Hughes recalled that as he was finishing up his John Candy/ Macaulay Culkin movie, "Uncle Buck," he realized that he liked the kids' voice in the movie. "I always took the teenage point-of-view [earlier], and when I did 'Uncle Buck,' I took the uncle, Candy's point-of-view. And while doing that ... I really had fun working with a boy," he said of Culkin, who was 9 when "Uncle Buck" came out. "That's an age group I had never worked with.
"I just remembered what it's like to be 9, and it's just kind of an interesting area, so I had the idea for 'Home Alone,' " he continued. "Mac could be good for it, and what if I made a movie that starred a 9-year-old and let him carry the movie. That's really where it started. ... [I] stumbled into it, like I stumbled into teen films."
Hughes, whose movies like "The Breakfast Club" and "Ferris Bueller's Day Off" informed the lives of generations of angst-ridden youth, admitted that he originally wanted to work with teen actors because he figured the younger the actor, the better chance that they wouldn't question his abilities.

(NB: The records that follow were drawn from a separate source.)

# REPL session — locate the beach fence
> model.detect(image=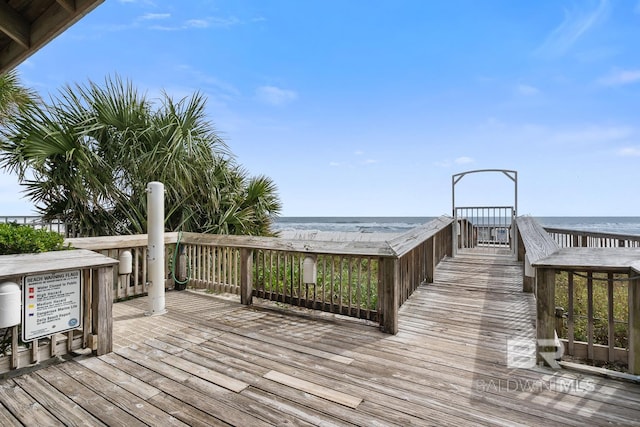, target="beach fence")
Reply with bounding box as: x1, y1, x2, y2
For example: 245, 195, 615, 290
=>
0, 215, 75, 237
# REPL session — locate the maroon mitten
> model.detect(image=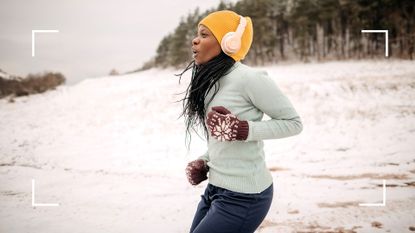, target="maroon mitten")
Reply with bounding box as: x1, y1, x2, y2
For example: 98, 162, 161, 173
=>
206, 106, 249, 141
186, 159, 209, 185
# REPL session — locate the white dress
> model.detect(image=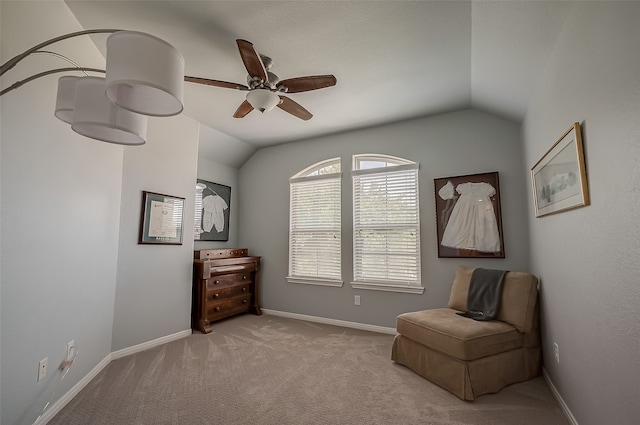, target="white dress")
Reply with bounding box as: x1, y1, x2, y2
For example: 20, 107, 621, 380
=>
441, 182, 500, 252
202, 195, 229, 233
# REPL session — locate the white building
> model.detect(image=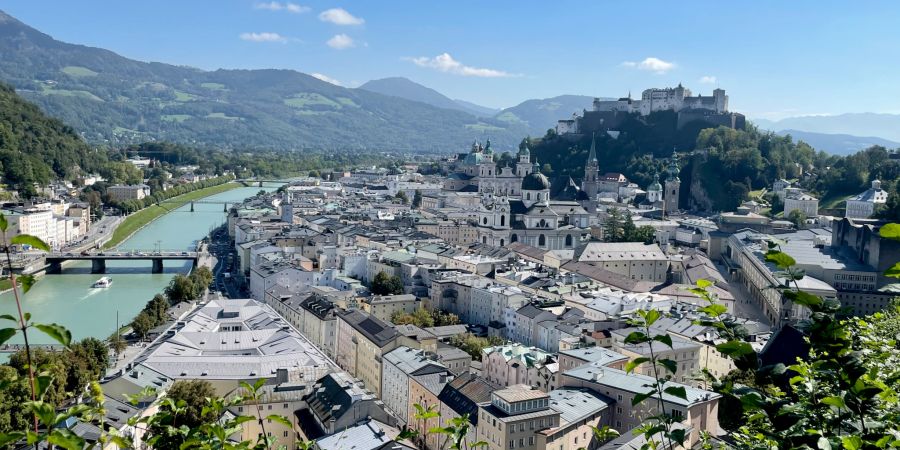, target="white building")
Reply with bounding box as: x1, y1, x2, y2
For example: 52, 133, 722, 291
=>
594, 84, 728, 116
784, 191, 819, 218
844, 180, 888, 219
106, 184, 150, 202
575, 242, 669, 283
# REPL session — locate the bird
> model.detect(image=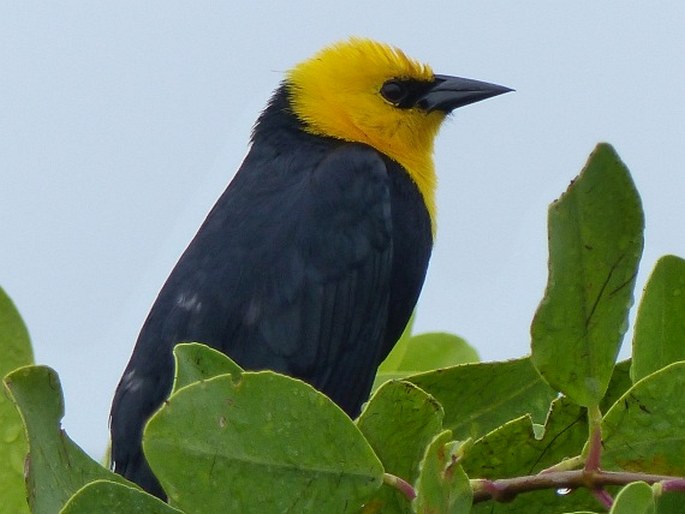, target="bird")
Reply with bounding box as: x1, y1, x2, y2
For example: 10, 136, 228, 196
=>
110, 37, 512, 498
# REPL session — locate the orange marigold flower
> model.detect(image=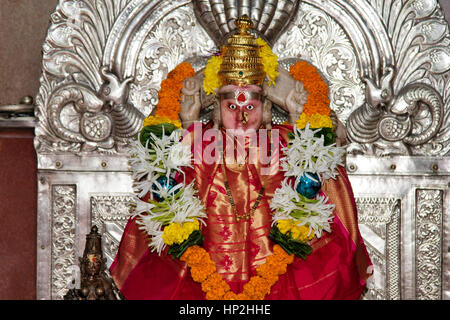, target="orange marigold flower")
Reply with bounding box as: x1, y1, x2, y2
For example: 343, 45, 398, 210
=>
191, 261, 216, 282
289, 61, 330, 116
243, 276, 271, 300
223, 291, 240, 300
180, 246, 210, 267
202, 272, 230, 292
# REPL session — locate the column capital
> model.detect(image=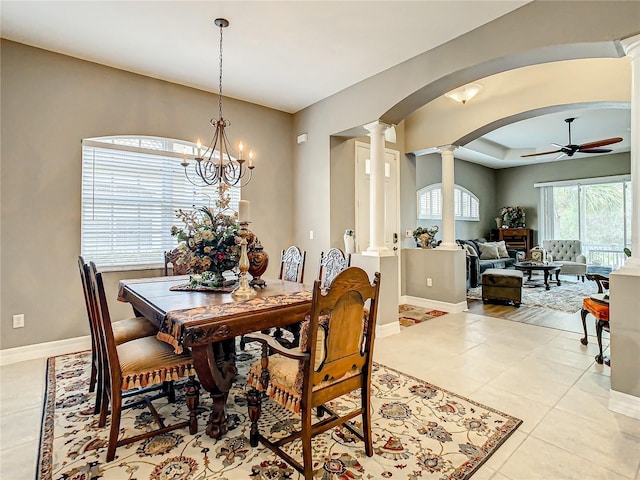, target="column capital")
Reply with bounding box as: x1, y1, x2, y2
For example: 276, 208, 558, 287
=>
436, 145, 458, 153
363, 120, 391, 135
620, 35, 640, 58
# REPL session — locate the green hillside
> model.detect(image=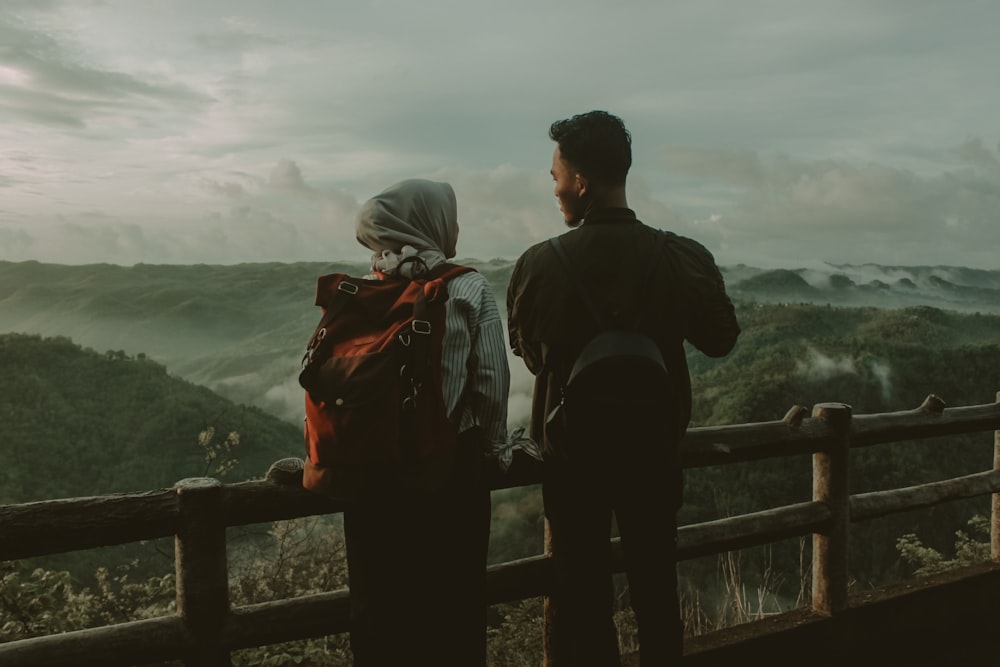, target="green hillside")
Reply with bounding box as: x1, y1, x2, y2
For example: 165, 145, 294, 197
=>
0, 334, 302, 503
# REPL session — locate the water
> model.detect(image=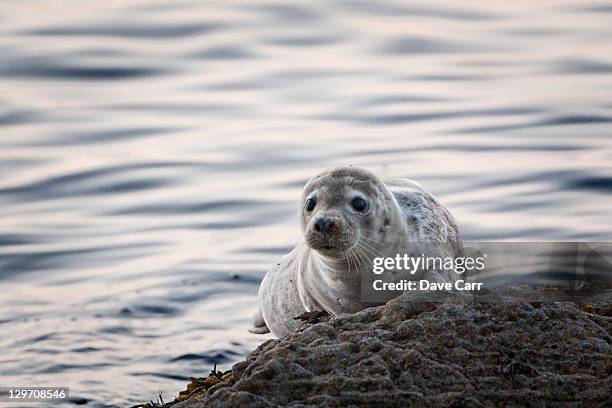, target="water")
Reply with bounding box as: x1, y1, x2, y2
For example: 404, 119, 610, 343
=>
0, 0, 612, 407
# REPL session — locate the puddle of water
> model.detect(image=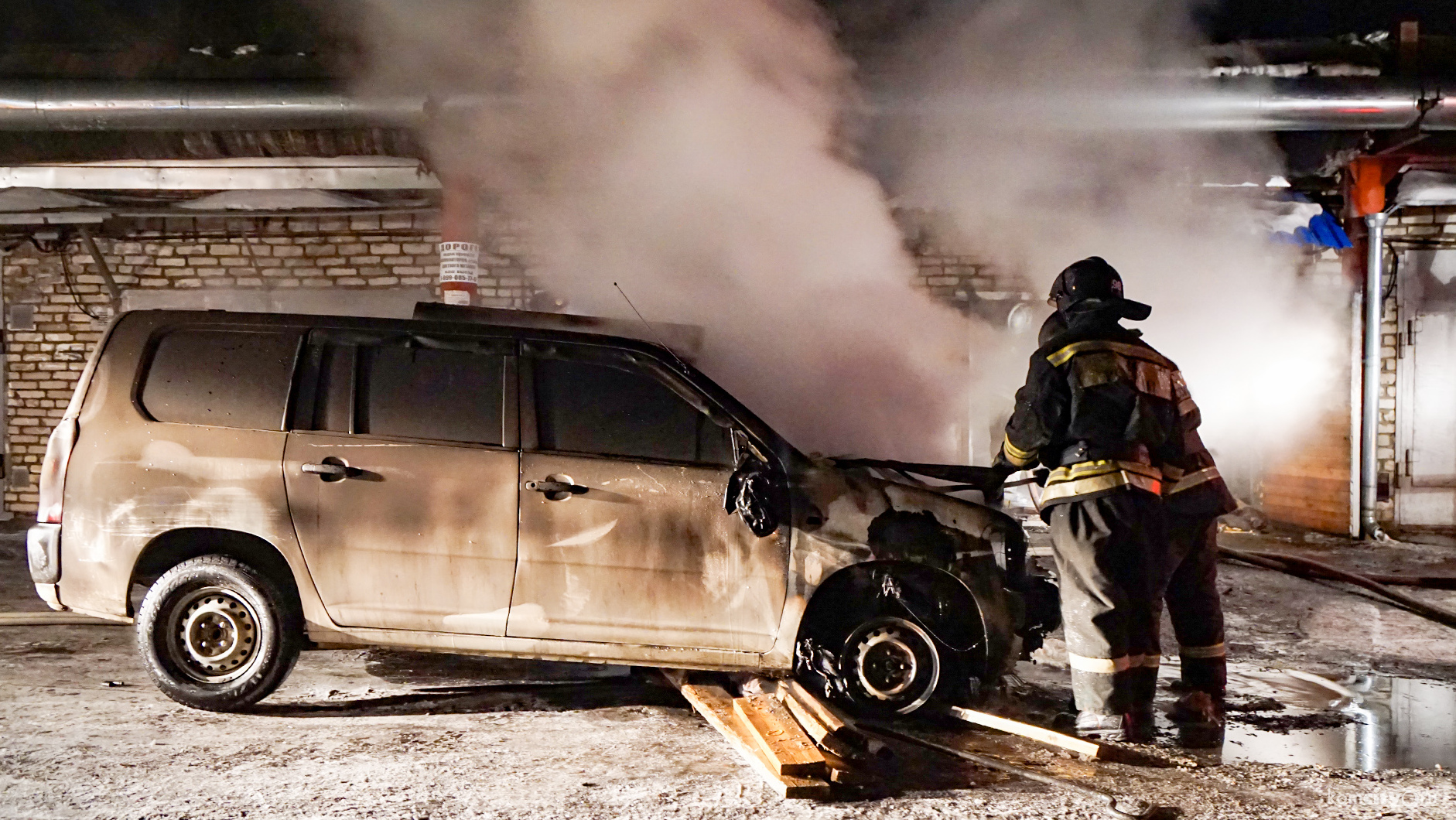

"I started making teen films because if I was going to direct, I wanted to make sure I didn't have an actor saying to me, 'You have no idea what you're doing,' because I didn't," he told MTV. "I figured, well maybe if they're like 15, they won't ask me that question, or at least I could say to them, 'Do you know what you're doing?' and they wouldn't know either. It's all coincidental."
He never set out to become the "Teen King," he said. "My career was not planned in any way," he said. "So I went from Teen King to Kid Meister, and I don't know what's next."